Delving in the fertile fields of Tolkien made me ponder just how deeply riddling Anglo Saxon culture was; and therefore how riddling was The Hobbit. Not just the ‘Riddles in the Dark’ chapter, but all the way through, from Bilbo’s unexpectedly riddling ‘Good morning’ (‘what do you mean? that it is a good morning, or a morning for me to be good on’ and so on) to the meaning of ‘hobbit’ itself. Indeed, I think the heart of the success of The Hobbit is the extent to which Tolkien was able to recreate an Old English or Old Norse idiom in this modern form (the children's novel). As I argue in the book, I take that culture to have been in a profound sense a 'riddling' one, ironic, playful, funny, brave in a deliberately careless way.

But it’s surely a long way from the Old English—stomping about with hessian cloaks and swords scratching at the lice in their hair—to well-dressed, well-scrubbed, ever-polite Alice. From such Old English beasts as riddling ravens (‘war-gull’ is an Anglo Saxon kenning, or riddle, for raven: grennir gunn-más “feeder of the war-gull” = “warrior”) to the writing-desks from which issued all Carroll’s other riddles. Or perhaps the vector runs the other way: from the Victorian tea-party hair and hatter of Wonderland to the Old English Haigha and Hatta of Looking Glass
All this was lost on Alice, who was still looking intently along the road, shading her eyes with one hand. 'I see somebody now!' she exclaimed at last. 'But he's coming very slowly—and what curious attitudes he goes into!' (For the messenger kept skipping up and down, and wriggling like an eel, as he came along, with his great hands spread out like fans on each side.)

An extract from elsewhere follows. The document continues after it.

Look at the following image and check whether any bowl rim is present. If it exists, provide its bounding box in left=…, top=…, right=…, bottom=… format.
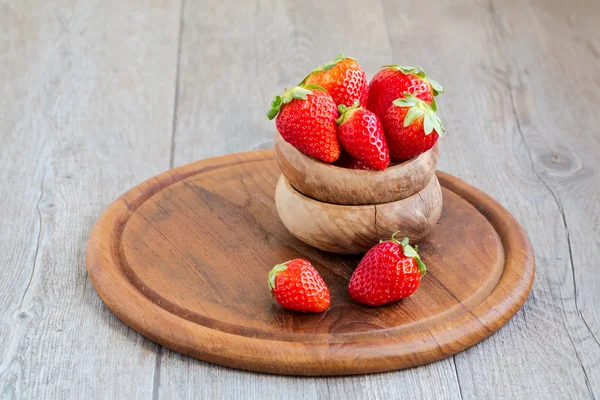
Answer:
left=277, top=173, right=437, bottom=210
left=274, top=131, right=439, bottom=176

'Not at all,' said the King. 'He's an Anglo-Saxon Messenger—and those are Anglo-Saxon attitudes. He only does them when he's happy. His name is Haigha.' (He pronounced it so as to rhyme with 'mayor.')

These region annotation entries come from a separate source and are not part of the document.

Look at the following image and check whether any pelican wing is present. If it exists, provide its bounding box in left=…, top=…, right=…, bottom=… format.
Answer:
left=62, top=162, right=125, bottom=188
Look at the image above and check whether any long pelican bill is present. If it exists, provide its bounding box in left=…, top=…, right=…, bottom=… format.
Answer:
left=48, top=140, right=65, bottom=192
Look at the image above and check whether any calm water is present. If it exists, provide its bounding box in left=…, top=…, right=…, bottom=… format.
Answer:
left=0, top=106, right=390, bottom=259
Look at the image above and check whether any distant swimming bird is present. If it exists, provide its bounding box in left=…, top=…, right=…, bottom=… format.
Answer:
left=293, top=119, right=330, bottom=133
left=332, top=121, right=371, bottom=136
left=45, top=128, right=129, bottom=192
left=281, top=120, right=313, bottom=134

Why is a raven like a writing desk? What links the riddling culture of the Anglo Saxons with the material of nineteenth-century England? Riddles themselves. Riddles are like sides of the mushroom, like the comestibles on offer down the rabbit hole. Ingest one, and it may shrink signification (just a solitary bird; just a piece of furniture). But, try another and it may make you soar, fly like a raven, generate masterpieces of literature.